Questo post dovrebbe avere come sottotitolo: “Ovvero: perché nei racconti il mangianastri è impolverato”. Però sarebbe troppa roba, e non escludo che qualche lettore avrebbe finito col chiedersi:
“Che diavolo è un mangianastri?”

Scrivo ancora per combattere l’idea che si debba scrivere per illuminare, guidare, indicare la rotta perché il momento è difficile, e allora qualcuno deve prendersi la briga di mettersi alla testa del popolo e dirgli dove andare.
Per me questa idea può essere smontata con enorme semplicità accettando (quindi: facendo spazio) la realtà; e questa non è una, e nemmeno ha un solo colore. Ma moltissimi.
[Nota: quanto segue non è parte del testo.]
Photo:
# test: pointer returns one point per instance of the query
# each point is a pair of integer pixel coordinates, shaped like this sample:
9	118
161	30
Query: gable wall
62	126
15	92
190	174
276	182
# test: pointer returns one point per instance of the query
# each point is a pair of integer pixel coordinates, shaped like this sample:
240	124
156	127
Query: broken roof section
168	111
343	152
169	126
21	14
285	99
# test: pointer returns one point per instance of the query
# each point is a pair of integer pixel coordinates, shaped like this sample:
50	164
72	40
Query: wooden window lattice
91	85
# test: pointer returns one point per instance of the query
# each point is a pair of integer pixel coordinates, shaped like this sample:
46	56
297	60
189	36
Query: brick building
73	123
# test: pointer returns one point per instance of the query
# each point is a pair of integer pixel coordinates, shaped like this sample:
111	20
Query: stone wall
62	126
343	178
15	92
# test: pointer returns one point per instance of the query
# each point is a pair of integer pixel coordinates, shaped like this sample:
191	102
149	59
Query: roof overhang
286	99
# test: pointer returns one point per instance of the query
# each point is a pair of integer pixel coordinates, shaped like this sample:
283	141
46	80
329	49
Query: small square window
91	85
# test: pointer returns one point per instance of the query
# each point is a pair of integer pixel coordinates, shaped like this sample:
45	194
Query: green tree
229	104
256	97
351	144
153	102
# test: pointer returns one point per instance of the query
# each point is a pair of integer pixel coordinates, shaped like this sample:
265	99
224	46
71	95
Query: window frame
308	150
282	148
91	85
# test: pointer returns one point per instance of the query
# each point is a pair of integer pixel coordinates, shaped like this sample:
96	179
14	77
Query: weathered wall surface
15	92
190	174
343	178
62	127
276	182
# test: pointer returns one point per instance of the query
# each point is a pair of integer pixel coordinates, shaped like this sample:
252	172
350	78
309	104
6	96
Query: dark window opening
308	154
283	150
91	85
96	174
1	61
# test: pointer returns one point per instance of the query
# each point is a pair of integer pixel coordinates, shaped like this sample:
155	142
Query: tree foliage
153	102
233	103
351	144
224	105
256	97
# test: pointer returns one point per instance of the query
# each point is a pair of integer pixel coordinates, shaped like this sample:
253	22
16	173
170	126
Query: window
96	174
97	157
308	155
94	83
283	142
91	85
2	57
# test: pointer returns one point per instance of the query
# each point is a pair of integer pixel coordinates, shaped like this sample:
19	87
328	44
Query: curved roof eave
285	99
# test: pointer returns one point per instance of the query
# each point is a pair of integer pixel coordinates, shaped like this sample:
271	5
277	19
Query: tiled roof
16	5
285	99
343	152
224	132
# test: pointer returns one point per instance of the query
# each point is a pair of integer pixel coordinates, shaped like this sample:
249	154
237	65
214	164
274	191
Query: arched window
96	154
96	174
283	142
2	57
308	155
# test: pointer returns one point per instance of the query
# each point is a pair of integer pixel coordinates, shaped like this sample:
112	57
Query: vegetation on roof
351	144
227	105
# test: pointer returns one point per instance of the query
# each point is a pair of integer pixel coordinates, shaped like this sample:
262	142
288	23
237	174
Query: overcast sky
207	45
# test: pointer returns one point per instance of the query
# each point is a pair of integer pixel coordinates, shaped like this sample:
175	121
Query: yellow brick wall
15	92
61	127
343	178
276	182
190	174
Se al contrario abbiamo la certezza di essere investiti di una missione, sarà uno scherzo piegare il mondo ai nostri doveri, e se recalcitra peggio per lui. Sarà di certo spazzato via.
Le sfumature, o dubbi sono per i deboli: giusto?
Sbagliato.

Di una cosa però occorre tenere conto. Vale a dire: se qualcuno decide di scrivere, cosa vuole combinare della letteratura che tenterà di produrre? Vuole darle la certezza di esistere ancora tra (diciamo), 47 anni? O ha ambizioni inferiori?
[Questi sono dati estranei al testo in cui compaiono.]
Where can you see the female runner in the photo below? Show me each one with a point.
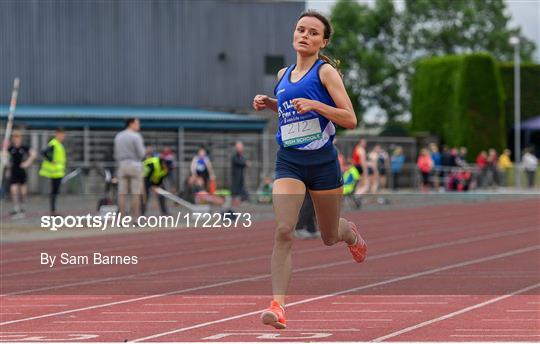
(311, 97)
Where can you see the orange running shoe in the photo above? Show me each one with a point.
(274, 316)
(358, 249)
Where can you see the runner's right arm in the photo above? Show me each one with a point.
(262, 101)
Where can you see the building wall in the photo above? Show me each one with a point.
(205, 53)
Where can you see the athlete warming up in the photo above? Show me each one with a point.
(311, 97)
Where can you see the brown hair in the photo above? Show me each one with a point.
(326, 35)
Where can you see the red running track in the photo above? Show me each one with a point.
(442, 273)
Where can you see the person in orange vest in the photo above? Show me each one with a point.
(53, 166)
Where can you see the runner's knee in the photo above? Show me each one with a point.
(284, 232)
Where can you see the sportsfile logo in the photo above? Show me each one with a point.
(118, 221)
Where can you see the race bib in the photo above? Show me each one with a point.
(301, 132)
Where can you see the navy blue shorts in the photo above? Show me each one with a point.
(317, 169)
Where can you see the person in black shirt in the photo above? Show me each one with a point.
(239, 164)
(21, 157)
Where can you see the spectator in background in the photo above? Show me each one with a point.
(156, 169)
(53, 166)
(382, 165)
(149, 152)
(341, 158)
(425, 165)
(481, 166)
(239, 164)
(530, 163)
(359, 159)
(373, 171)
(397, 161)
(437, 163)
(505, 165)
(129, 152)
(264, 192)
(168, 155)
(201, 166)
(462, 157)
(21, 157)
(447, 162)
(492, 172)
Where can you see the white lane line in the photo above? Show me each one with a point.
(512, 319)
(348, 291)
(341, 320)
(494, 335)
(245, 260)
(305, 330)
(250, 279)
(111, 321)
(522, 310)
(62, 297)
(82, 331)
(34, 306)
(493, 329)
(164, 312)
(365, 311)
(219, 297)
(389, 303)
(453, 314)
(203, 304)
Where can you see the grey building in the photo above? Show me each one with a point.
(206, 53)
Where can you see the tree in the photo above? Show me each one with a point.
(444, 27)
(378, 45)
(365, 43)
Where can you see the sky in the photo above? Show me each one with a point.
(525, 13)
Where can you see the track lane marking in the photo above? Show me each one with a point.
(393, 280)
(243, 260)
(453, 314)
(148, 297)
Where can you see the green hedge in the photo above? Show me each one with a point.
(460, 99)
(530, 91)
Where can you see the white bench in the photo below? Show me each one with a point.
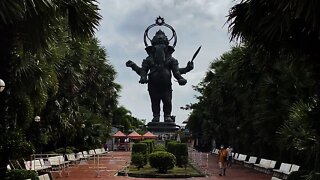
(252, 160)
(241, 158)
(293, 168)
(262, 165)
(36, 165)
(284, 169)
(44, 177)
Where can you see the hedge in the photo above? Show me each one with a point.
(140, 148)
(163, 161)
(180, 150)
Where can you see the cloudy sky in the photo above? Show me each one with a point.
(196, 22)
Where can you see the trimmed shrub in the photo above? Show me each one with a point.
(163, 161)
(180, 150)
(159, 147)
(142, 149)
(138, 159)
(150, 144)
(16, 174)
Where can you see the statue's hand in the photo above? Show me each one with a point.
(130, 63)
(182, 82)
(143, 80)
(190, 66)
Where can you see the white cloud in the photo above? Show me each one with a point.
(197, 22)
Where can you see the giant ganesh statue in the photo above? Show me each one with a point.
(157, 69)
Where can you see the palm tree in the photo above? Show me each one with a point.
(28, 27)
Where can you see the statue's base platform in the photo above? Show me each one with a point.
(162, 127)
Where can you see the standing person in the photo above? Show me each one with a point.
(229, 161)
(222, 160)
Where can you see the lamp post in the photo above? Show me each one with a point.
(38, 139)
(2, 85)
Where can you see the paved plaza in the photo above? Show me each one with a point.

Se le sue ambizioni sono di avere tra le mani qualcosa che riporti sulla copertina il proprio nome e cognome, non ho dubbi: faccia il condottiero e arringhi le folle adoranti sempre orfane di leader.
È il periodo storico giusto. Una crisi del genere c’è il rischio che non si verifichi tanto presto, sul serio. Perciò sbrigatevi.

Se invece costui ha un’idea differente di letteratura, allora non ci sono dubbi, almeno per me. La realtà ha diversi piani, e posso usarne uno per interessare il lettore, catturarlo. Magari sì, posso persino parlare di un disoccupato, di un imprenditore fallito.
Però invece di seguire quel cammino, sterzerò e proporrò qualcosa di distante dall’ovvio.
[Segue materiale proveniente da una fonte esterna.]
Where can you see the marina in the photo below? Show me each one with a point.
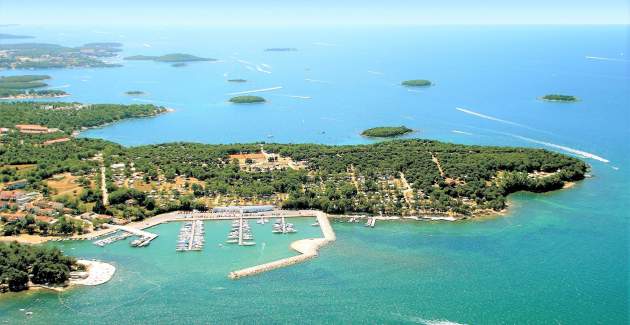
(283, 227)
(144, 239)
(112, 239)
(241, 233)
(191, 236)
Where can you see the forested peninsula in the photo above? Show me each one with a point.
(399, 177)
(23, 265)
(27, 86)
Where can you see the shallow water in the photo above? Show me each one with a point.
(559, 257)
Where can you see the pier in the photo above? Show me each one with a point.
(191, 236)
(241, 233)
(308, 249)
(144, 240)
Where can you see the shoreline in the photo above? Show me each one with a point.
(34, 97)
(97, 273)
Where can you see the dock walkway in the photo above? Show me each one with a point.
(308, 248)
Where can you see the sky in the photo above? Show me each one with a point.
(313, 12)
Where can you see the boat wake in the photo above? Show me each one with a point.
(260, 69)
(600, 58)
(420, 320)
(317, 81)
(255, 91)
(59, 87)
(580, 153)
(461, 132)
(299, 97)
(324, 44)
(488, 117)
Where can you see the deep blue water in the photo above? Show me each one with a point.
(560, 257)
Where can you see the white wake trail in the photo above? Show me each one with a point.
(461, 132)
(580, 153)
(600, 58)
(488, 117)
(256, 90)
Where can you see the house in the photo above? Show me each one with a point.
(16, 185)
(45, 219)
(11, 196)
(60, 140)
(31, 128)
(26, 198)
(12, 216)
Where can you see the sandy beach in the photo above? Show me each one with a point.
(98, 273)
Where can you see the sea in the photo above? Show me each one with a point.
(554, 258)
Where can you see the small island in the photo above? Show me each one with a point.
(559, 98)
(171, 58)
(52, 56)
(416, 83)
(386, 131)
(134, 92)
(247, 99)
(22, 87)
(22, 266)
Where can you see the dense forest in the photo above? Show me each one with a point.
(70, 116)
(396, 177)
(20, 263)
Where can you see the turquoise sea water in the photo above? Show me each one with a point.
(559, 257)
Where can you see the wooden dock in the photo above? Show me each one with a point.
(308, 249)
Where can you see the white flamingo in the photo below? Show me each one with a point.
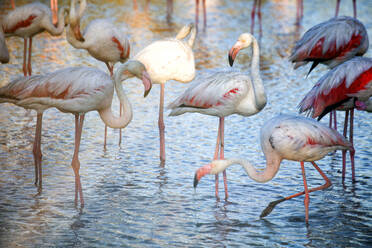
(101, 39)
(28, 20)
(287, 137)
(225, 92)
(169, 59)
(75, 90)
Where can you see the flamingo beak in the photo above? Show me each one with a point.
(146, 80)
(233, 52)
(201, 172)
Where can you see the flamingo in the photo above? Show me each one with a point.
(197, 13)
(169, 59)
(345, 86)
(4, 53)
(29, 20)
(287, 137)
(101, 39)
(75, 90)
(225, 92)
(338, 7)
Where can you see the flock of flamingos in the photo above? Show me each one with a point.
(338, 43)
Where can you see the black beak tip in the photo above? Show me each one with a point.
(195, 181)
(231, 61)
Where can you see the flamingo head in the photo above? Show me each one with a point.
(213, 168)
(244, 41)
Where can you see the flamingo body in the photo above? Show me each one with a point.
(331, 42)
(168, 59)
(352, 79)
(220, 93)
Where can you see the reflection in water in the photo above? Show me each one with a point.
(131, 199)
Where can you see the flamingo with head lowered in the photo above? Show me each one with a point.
(169, 59)
(225, 92)
(28, 20)
(287, 137)
(345, 87)
(101, 38)
(75, 90)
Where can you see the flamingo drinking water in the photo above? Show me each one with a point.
(225, 92)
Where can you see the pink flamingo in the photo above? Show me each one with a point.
(29, 20)
(197, 13)
(343, 88)
(75, 90)
(338, 7)
(4, 53)
(287, 137)
(169, 59)
(225, 92)
(101, 39)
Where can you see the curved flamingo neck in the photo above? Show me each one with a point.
(106, 114)
(259, 90)
(272, 167)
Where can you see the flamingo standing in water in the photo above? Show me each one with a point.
(4, 53)
(345, 87)
(29, 20)
(75, 90)
(287, 137)
(225, 92)
(169, 59)
(101, 39)
(331, 43)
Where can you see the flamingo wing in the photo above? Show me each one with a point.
(338, 38)
(222, 89)
(352, 78)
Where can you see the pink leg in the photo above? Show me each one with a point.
(216, 152)
(344, 151)
(259, 17)
(352, 153)
(75, 159)
(204, 14)
(307, 198)
(24, 57)
(253, 13)
(29, 57)
(337, 7)
(161, 124)
(37, 152)
(196, 13)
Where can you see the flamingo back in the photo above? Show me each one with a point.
(217, 93)
(352, 78)
(170, 59)
(331, 42)
(300, 139)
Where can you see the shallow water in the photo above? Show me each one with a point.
(130, 199)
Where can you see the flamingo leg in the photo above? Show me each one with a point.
(161, 124)
(344, 151)
(37, 152)
(222, 155)
(272, 204)
(24, 57)
(352, 153)
(196, 12)
(253, 13)
(337, 7)
(204, 14)
(29, 56)
(259, 17)
(79, 120)
(216, 152)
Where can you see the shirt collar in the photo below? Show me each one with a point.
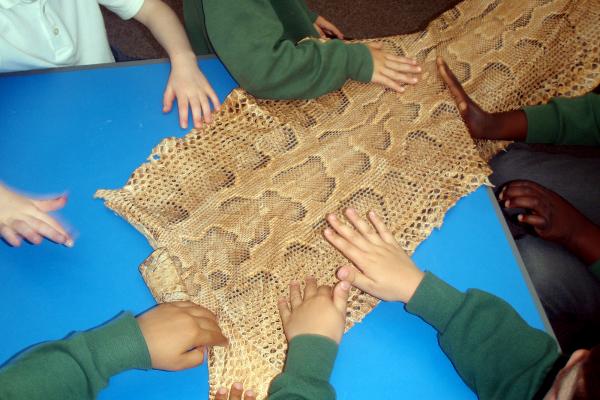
(11, 3)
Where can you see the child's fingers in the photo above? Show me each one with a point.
(23, 229)
(10, 236)
(284, 310)
(310, 289)
(221, 394)
(347, 249)
(531, 203)
(341, 291)
(46, 230)
(237, 389)
(363, 226)
(351, 274)
(295, 295)
(196, 112)
(192, 358)
(47, 205)
(168, 99)
(182, 104)
(383, 231)
(456, 89)
(206, 109)
(537, 221)
(348, 233)
(214, 99)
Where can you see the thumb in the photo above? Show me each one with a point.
(54, 204)
(341, 291)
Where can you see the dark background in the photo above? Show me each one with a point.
(357, 19)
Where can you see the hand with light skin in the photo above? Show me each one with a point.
(380, 266)
(25, 218)
(553, 218)
(186, 82)
(320, 311)
(326, 28)
(511, 125)
(236, 393)
(177, 334)
(393, 71)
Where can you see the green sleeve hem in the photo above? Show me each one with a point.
(435, 301)
(542, 122)
(360, 62)
(119, 346)
(311, 356)
(595, 269)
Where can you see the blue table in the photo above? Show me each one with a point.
(82, 129)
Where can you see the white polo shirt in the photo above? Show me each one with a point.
(52, 33)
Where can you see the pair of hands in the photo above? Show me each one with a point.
(381, 268)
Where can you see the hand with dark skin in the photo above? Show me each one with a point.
(510, 125)
(553, 218)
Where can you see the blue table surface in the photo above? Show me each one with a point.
(80, 130)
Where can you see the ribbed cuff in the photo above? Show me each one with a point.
(311, 356)
(360, 62)
(542, 123)
(435, 301)
(119, 346)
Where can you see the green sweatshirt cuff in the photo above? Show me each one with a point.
(595, 269)
(119, 346)
(542, 122)
(435, 301)
(360, 62)
(311, 356)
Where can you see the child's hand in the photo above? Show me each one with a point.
(510, 125)
(392, 71)
(326, 28)
(382, 268)
(237, 389)
(553, 218)
(190, 87)
(177, 333)
(322, 311)
(26, 218)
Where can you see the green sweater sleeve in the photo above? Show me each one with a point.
(307, 370)
(250, 38)
(574, 121)
(493, 349)
(77, 367)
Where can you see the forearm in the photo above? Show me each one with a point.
(570, 121)
(585, 243)
(160, 19)
(307, 369)
(77, 367)
(478, 332)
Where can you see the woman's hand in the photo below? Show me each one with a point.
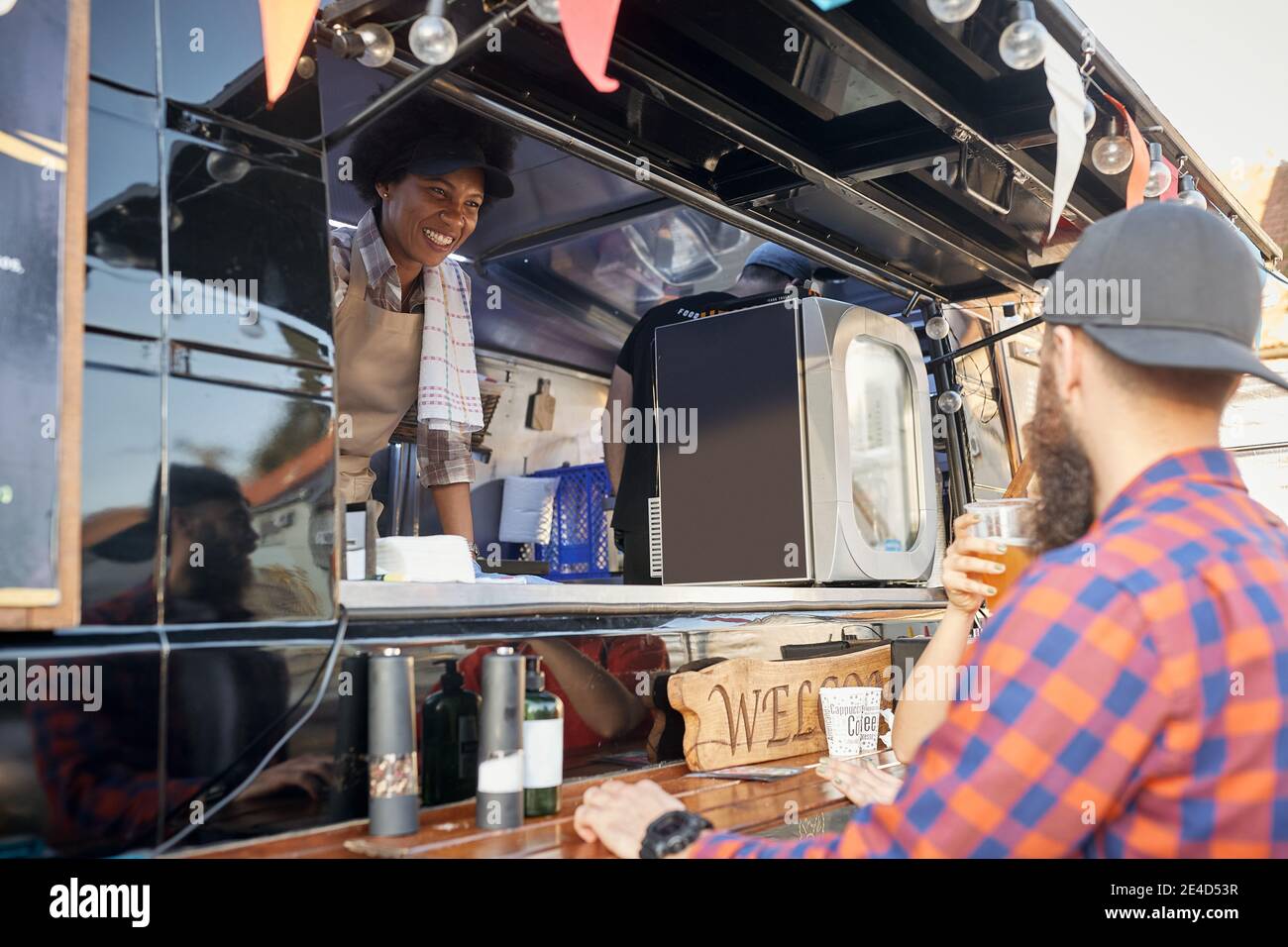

Una storia dovrebbe contenere lo stesso peso di un’incudine; e con il termine “peso” non intendo che debba essere noiosa, piena di concetti sublimi, ermetici nonché filosofici. Bensì che sia reale, dimostri efficacia e abbia valore. Un simile risultato (per chi scrive), si raggiunge solo quando si scende dal mitico albero del pero, e si accetta che quella faccenda chiamata sbrigativamente “vita” è zeppa di complessità.

Per chi legge è una brutta faccenda, e la liquida con un: “Oh, che gli venisse un accidente a questo qui! Non potrebbe scrivere di cose più allegre?”
La risposta è “No”, perché un bel giorno ha scelto di percorrere una precisa strada, e non un’altra. Nessuno è obbligato a seguirlo, si capisce.
Nessuno però dovrebbe accontentarsi, ma mi rendo conto che il fascino di percorrere una strada in discesa in sella a una bicicletta la vince sulla prospettiva di scalare il passo Pordoi.

Esiste un’obiezione a questo ragionamento, che dice:

“Ma allora se ci sono più piani della realtà, come è possibile ricavare qualcosa di solido sul quale edificare per esempio un’opinione?”.

 

La questione è interessante, e proverò a fornire la risposta dal punto di vista di chi scrive.
Il lettore invece deve arrangiarsi, non può sempre pretendere che la pappa sia pronta, fredda e magari pure un po’ masticata.
La risposta alla domanda da dieci milioni di Euro potrebbe essere: si comprende che ci sono sfumature e diversità dopo aver iniziato una specie di “cammino di formazione”.

Per farla breve (perché il post è già troppo lungo): la complessità si affronta perché si è scoperto che la parola nasconde una forza inattesa, e sorprendente. Ciascuno la usa come vuole: male, molto male, malissimo.
Di rado bene.

In quest’ultimo caso si sono già gettate le basi per la costruzione di una sorta di “piattaforma” capace di leggere i diversi livelli della realtà. A questo punto diventa del tutto naturale chinarsi su cose molte concrete, senza paura. Se serve, un mangianastri coperto di polvere diventa un buon esempio di quella realtà marginale, perché rappresentante di quelle erbacce (gli esseri umani) che esistono, e non hanno dignità agli occhi dei leader, o dei loro plaudenti tifosi.

Per me le idee servono per togliersi dai piedi le persone. Una posizione che riscuote consenso e successo. Ma è sbagliata.